8Mar/061
Symptoms you should never ignore
This is all over the net, but it can't hurt to spread it some more. The following symptoms should always prompt medical attention:
- If you have unexplained weight loss and/or loss of appetite, you may have a serious underlying medical illness.
- Slurred speech, paralysis, weakness, tingling, burning pains, numbness, and confusion are signs of a stroke, and you should get to an appropriate emergency center immediately. Early treatment may prevent permanent damage to the brain or even save your life.
- Black, tarry stools may indicate a hemorrhage from an ulcer of the stomach or the intestine. It is important to stop the bleeding and to rule out cancer as a cause.
- A headache accompanied by a stiff neck and fever is an indicator of a serious infection called meningitis.
- A sudden, agonizing headache, more severe than any you have felt before, could mean you are bleeding in the brain. Go to an emergency room immediately.
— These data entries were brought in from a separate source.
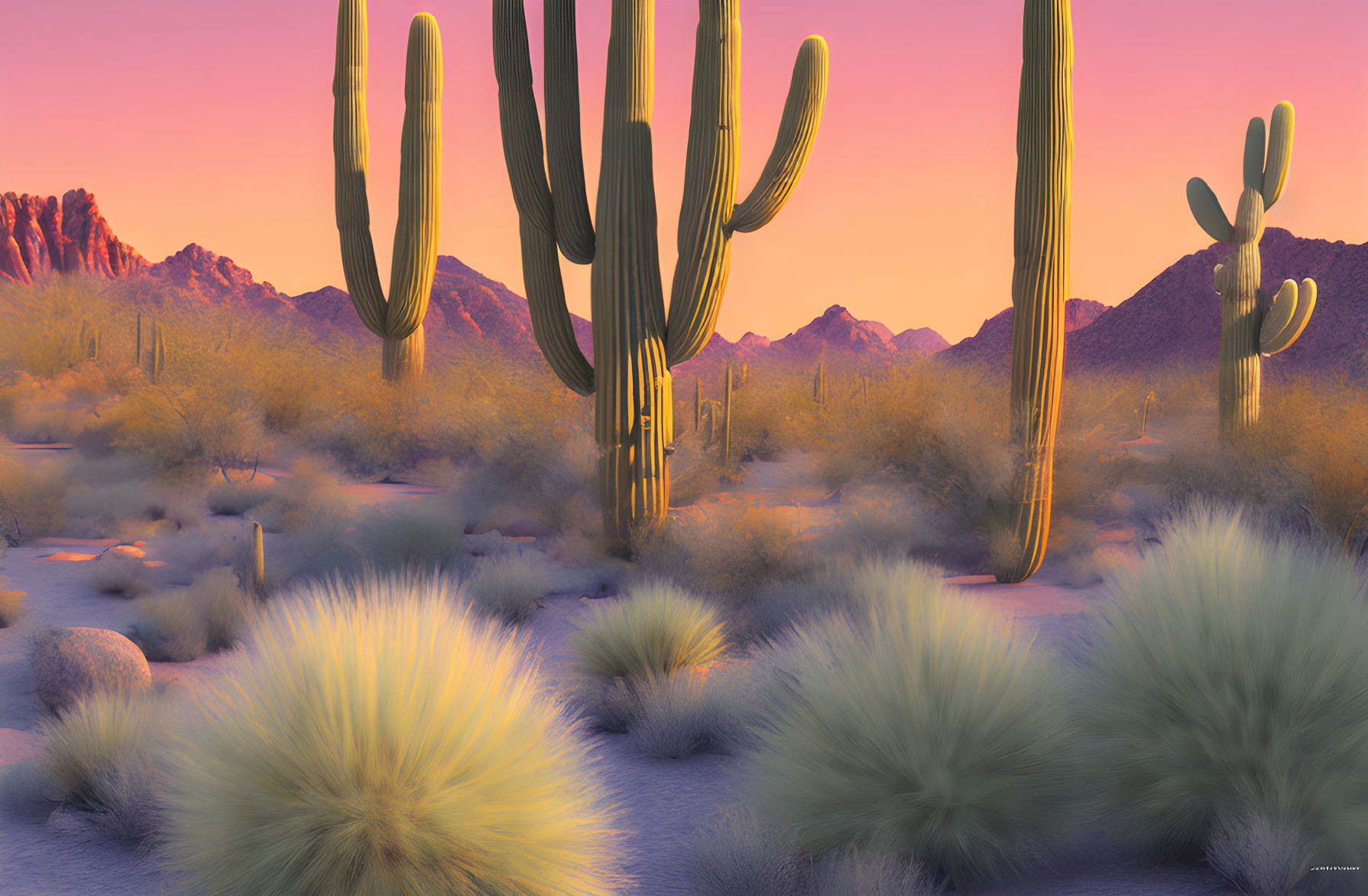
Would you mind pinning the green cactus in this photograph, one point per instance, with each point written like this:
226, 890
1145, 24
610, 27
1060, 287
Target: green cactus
634, 348
157, 356
1250, 325
397, 320
1040, 280
258, 562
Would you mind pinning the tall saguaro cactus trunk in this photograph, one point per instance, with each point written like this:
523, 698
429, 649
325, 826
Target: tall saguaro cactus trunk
397, 320
1250, 323
1040, 278
634, 342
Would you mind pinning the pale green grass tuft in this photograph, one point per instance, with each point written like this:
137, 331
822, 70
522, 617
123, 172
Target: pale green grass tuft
378, 739
656, 629
103, 752
921, 729
1231, 681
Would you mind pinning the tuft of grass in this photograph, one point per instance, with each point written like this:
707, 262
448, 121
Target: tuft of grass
924, 728
656, 629
872, 875
509, 584
327, 746
114, 572
13, 606
739, 856
180, 626
1230, 681
104, 754
1257, 856
690, 712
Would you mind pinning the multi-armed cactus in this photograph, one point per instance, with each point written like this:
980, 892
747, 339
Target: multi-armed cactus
397, 320
634, 348
1250, 327
1040, 278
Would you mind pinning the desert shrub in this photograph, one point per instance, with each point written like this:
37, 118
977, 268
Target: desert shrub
326, 746
737, 856
417, 535
104, 752
238, 498
922, 729
872, 875
1257, 858
1230, 681
117, 572
689, 712
509, 584
32, 500
13, 606
657, 628
173, 627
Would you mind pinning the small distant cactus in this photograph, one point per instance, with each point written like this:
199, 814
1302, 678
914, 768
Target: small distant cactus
1250, 323
157, 356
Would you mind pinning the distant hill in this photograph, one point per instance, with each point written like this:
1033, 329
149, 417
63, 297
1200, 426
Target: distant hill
992, 344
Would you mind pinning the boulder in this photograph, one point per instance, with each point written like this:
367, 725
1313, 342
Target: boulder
70, 662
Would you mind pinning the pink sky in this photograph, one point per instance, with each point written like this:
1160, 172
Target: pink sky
211, 124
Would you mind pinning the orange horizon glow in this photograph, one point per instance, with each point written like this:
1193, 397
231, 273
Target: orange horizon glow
211, 124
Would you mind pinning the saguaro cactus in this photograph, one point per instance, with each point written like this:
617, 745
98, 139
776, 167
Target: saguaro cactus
634, 348
1040, 278
1250, 327
397, 320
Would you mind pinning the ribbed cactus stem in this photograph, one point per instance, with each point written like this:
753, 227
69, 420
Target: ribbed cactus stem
632, 346
1040, 278
727, 415
413, 267
258, 561
1250, 326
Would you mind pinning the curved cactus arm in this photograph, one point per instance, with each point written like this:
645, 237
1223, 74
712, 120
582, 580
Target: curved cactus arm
796, 131
564, 150
1207, 211
351, 147
552, 323
1288, 318
710, 170
519, 122
1279, 154
413, 266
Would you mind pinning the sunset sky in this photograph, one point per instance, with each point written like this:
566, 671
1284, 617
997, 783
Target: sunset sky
211, 122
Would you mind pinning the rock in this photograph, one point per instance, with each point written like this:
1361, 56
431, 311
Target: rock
70, 662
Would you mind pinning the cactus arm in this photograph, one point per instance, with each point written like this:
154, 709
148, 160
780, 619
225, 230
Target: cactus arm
1207, 209
517, 117
1255, 145
521, 133
1279, 154
796, 131
1289, 316
710, 170
351, 147
564, 150
552, 323
420, 183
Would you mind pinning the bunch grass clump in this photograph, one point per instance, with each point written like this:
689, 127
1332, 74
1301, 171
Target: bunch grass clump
509, 584
325, 768
105, 755
658, 628
1230, 681
921, 728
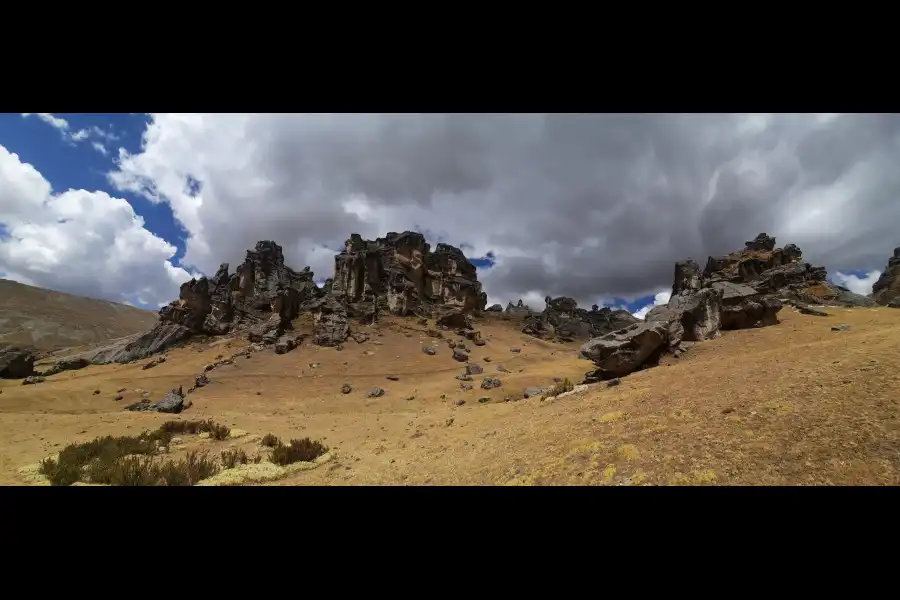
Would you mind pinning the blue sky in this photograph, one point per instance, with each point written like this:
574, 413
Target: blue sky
77, 151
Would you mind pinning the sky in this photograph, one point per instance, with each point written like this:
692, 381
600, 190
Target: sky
127, 207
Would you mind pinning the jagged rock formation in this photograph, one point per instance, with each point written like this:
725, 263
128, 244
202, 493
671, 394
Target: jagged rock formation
400, 275
16, 362
886, 290
562, 320
520, 307
740, 290
263, 295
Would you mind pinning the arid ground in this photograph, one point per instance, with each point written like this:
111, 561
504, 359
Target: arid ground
796, 403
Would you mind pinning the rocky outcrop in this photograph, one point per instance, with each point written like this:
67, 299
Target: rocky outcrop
400, 275
621, 352
886, 291
261, 296
16, 362
563, 321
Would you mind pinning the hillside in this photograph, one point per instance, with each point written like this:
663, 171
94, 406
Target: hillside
49, 320
794, 403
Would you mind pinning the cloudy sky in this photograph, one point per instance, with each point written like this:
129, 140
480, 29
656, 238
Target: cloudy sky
127, 207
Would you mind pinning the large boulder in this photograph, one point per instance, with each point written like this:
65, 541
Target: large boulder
621, 352
16, 362
886, 291
399, 274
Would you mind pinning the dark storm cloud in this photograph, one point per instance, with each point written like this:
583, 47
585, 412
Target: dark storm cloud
582, 205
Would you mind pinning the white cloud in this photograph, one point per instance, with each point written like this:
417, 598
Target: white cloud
660, 299
857, 285
75, 137
81, 242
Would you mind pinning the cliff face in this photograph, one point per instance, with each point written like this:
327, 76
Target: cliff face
886, 290
400, 274
262, 286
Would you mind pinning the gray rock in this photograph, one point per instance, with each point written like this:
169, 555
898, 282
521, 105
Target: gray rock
627, 350
808, 310
490, 383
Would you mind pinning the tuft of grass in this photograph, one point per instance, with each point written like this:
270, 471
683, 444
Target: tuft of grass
270, 441
129, 460
560, 388
305, 450
232, 458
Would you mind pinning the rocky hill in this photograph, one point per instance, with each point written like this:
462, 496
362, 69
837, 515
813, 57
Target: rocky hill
742, 290
397, 275
47, 321
886, 291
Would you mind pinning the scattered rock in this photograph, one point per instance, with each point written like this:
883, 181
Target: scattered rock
155, 362
460, 355
627, 350
16, 362
490, 383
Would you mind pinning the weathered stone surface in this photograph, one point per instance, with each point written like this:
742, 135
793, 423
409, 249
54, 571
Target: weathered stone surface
164, 336
16, 362
886, 291
331, 326
399, 274
563, 321
626, 350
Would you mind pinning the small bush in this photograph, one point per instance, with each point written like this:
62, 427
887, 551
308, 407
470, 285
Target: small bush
232, 458
270, 441
560, 388
305, 450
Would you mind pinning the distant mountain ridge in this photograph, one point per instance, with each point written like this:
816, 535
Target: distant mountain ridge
48, 320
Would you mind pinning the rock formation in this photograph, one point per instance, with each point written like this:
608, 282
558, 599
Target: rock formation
886, 290
562, 320
740, 290
263, 295
16, 362
400, 275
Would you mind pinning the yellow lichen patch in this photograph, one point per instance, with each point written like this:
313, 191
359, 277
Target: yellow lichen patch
610, 417
704, 476
261, 472
608, 473
628, 452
- For women: Vaginal bleeding after menopause is a warning sign of possible cancer.
- For men: A lump in your testicle with or without a small lump in the groin could be serious. Testicular cancer is more commonly found in testicles that did not naturally descend from the abdomen to the scrotum.
My only query is some kind of timescale on the appetite - sometimes I just don't feel hungry, how long should that go on before I start to worry?
Via Lifehacker Health-Hack, via WebMD.

March 11th, 2006 - 19:15
Hi,
Just thought I’d drop you a note to say not to worry about your anorexia. Loss of appetite alone is no biggie especially if it’s short term and not accompanied by weight loss. There are obviously plenty of factors that influence appetite aside from serious disease. Also at your age any form of malignancy is vanishingly rare. Indeed the problem with this blog is that those who read blogs are generally the wrong age to be worried about these conditions. Furthermore – to counter the obvious: better safe than sorry – the growing ranks of the ‘worried well’ or ‘google-doctors’ are can suck up a lot of health care resources and make themselves psychologically worse of: bit like a reverse placebo effect.